Open Questions about the Visualization of Sociodemographic Data

Florent Cabric,Margrét Vilborg Bjarnadóttir,Anne-Flore Cabouat,Petra Isenberg
2023-08-23
Abstract:This paper collects a set of open research questions on how to visualize sociodemographic data. Sociodemographic data is a common part of datasets related to people, including institutional censuses, health data systems, and human-resources fles. This data is sensitive, and its collection, sharing, and analysis require careful consideration. For instance, the European Union, through the General Data Protection Regulation (GDPR), protects the collection and processing of any personal data, including sexual orientation, ethnicity, and religion.

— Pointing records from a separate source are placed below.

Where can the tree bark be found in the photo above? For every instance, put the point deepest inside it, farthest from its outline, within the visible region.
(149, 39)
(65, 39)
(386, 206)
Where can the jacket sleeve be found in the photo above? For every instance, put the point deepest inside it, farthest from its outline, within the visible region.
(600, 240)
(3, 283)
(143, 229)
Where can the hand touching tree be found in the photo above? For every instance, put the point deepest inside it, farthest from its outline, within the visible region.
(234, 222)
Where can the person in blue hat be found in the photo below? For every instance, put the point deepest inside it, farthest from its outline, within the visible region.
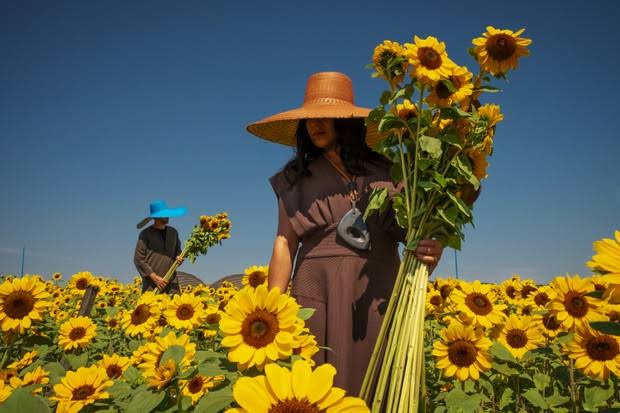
(158, 247)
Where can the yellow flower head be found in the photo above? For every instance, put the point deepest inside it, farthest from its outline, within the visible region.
(498, 51)
(300, 389)
(259, 326)
(607, 257)
(22, 301)
(442, 96)
(479, 304)
(255, 275)
(428, 59)
(76, 332)
(81, 388)
(185, 311)
(520, 334)
(571, 305)
(199, 385)
(462, 351)
(596, 354)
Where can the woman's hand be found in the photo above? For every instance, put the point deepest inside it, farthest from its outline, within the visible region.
(429, 252)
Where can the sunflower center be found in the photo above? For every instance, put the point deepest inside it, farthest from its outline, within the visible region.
(429, 58)
(602, 348)
(77, 333)
(81, 284)
(576, 304)
(516, 338)
(114, 371)
(527, 290)
(82, 392)
(479, 304)
(462, 353)
(550, 322)
(259, 328)
(185, 312)
(18, 304)
(140, 314)
(541, 299)
(213, 318)
(294, 406)
(256, 278)
(195, 384)
(501, 47)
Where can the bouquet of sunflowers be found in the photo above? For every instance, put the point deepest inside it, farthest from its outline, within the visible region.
(438, 137)
(211, 230)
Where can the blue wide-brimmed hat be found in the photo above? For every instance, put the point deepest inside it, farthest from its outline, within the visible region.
(159, 209)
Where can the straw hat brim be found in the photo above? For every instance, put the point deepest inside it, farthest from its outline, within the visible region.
(281, 128)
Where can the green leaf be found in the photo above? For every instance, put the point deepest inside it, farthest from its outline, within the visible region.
(22, 400)
(145, 401)
(506, 399)
(215, 401)
(175, 353)
(607, 327)
(305, 313)
(535, 399)
(431, 145)
(458, 401)
(596, 396)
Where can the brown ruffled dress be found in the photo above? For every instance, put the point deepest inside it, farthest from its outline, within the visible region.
(348, 288)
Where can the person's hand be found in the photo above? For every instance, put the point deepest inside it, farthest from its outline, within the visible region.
(429, 252)
(159, 281)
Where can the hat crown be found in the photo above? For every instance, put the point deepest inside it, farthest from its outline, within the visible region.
(157, 206)
(329, 87)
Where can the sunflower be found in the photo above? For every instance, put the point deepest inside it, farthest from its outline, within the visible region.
(81, 388)
(259, 326)
(498, 51)
(22, 301)
(406, 110)
(428, 59)
(26, 360)
(199, 385)
(478, 303)
(595, 354)
(255, 275)
(607, 257)
(299, 389)
(462, 352)
(114, 365)
(520, 334)
(572, 306)
(5, 391)
(184, 311)
(143, 319)
(160, 373)
(36, 376)
(442, 96)
(80, 280)
(76, 332)
(383, 55)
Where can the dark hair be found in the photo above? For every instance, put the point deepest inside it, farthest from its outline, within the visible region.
(350, 137)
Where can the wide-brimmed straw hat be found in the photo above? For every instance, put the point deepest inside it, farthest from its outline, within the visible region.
(328, 95)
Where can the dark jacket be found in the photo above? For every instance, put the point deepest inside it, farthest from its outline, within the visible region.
(154, 255)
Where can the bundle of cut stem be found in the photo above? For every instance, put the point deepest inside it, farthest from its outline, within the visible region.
(393, 382)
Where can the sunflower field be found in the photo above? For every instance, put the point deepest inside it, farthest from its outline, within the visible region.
(516, 346)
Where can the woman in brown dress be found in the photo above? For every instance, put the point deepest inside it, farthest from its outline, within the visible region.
(333, 166)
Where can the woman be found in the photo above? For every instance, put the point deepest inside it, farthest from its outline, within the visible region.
(333, 171)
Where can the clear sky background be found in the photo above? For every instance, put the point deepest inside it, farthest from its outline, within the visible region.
(105, 106)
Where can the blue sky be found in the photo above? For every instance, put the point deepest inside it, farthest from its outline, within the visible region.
(105, 106)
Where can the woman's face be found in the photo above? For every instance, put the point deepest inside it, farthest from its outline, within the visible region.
(322, 132)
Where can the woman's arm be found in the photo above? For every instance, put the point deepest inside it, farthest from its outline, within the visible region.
(284, 251)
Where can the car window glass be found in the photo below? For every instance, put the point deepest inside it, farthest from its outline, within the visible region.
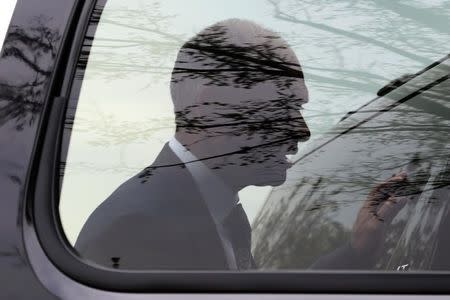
(250, 135)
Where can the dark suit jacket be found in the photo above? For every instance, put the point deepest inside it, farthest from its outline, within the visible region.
(159, 224)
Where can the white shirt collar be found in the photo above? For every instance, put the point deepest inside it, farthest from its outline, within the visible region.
(219, 198)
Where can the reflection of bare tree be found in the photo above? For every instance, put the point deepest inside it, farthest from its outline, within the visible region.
(147, 42)
(34, 46)
(402, 23)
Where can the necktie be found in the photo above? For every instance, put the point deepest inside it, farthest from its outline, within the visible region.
(238, 231)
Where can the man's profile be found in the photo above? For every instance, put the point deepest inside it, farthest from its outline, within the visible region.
(237, 91)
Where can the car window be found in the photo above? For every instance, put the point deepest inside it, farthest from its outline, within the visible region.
(259, 135)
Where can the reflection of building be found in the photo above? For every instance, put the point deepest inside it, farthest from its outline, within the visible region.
(313, 212)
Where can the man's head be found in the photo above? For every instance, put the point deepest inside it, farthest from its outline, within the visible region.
(237, 89)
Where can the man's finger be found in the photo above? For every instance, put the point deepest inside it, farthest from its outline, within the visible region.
(390, 208)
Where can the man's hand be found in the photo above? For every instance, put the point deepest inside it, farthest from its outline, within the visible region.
(380, 208)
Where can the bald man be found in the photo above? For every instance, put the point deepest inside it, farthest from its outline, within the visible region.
(237, 91)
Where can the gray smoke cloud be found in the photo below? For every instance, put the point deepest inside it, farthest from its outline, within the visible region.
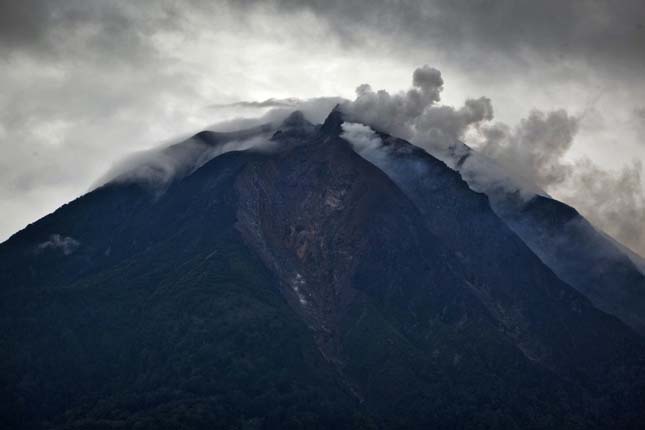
(533, 149)
(414, 114)
(612, 200)
(530, 157)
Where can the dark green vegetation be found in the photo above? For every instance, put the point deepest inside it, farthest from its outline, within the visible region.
(300, 288)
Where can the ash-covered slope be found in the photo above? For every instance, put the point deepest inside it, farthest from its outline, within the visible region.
(295, 288)
(580, 255)
(606, 273)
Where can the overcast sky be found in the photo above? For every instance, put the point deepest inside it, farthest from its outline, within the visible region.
(83, 82)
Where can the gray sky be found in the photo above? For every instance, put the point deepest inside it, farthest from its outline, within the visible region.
(84, 82)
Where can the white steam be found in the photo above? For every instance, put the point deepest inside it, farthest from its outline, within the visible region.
(531, 157)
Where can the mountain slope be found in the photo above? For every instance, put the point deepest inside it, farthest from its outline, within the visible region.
(299, 287)
(579, 254)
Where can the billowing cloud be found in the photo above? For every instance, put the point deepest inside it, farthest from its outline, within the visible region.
(57, 242)
(530, 157)
(535, 148)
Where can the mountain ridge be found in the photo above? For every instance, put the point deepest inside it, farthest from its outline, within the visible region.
(301, 286)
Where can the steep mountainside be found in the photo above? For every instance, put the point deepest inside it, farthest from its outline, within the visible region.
(300, 287)
(609, 275)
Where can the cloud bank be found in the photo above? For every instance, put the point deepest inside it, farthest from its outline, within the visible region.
(528, 157)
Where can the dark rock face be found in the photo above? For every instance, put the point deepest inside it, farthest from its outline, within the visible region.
(580, 255)
(301, 287)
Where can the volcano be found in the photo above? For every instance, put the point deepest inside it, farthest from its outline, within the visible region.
(303, 283)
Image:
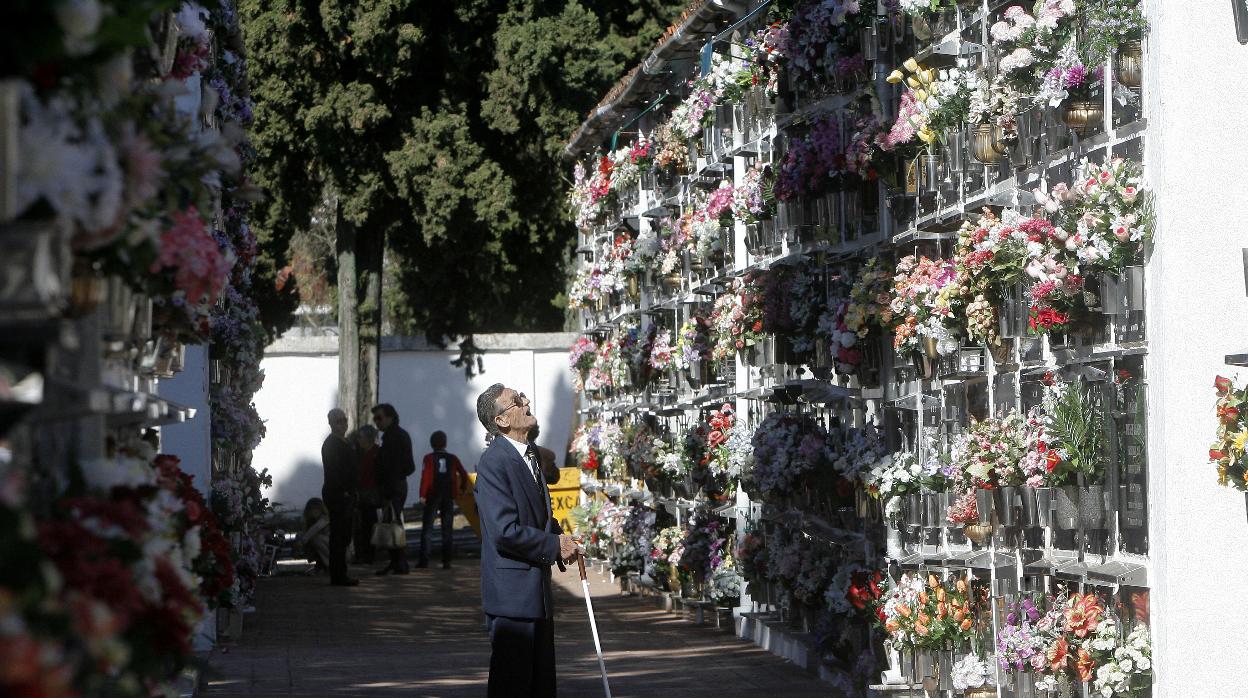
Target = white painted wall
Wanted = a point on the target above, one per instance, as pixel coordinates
(301, 383)
(1197, 160)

Data visualization of sociodemographic data can reinforce stereotypes, marginalize groups, and lead to biased decision-making. It is, therefore, critical that these visualizations are created based on good, equitable design principles. In this paper, we discuss and provide a set of open research questions around the visualization of sociodemographic data. Our work contributes to an ongoing refection on representing data about people and highlights some important future research directions for the VIS community. A version of this paper and its fgures are available online at <a class="link-external link-http" href="http://osf.io/a2u9c" rel="external noopener nofollow">this http URL</a>.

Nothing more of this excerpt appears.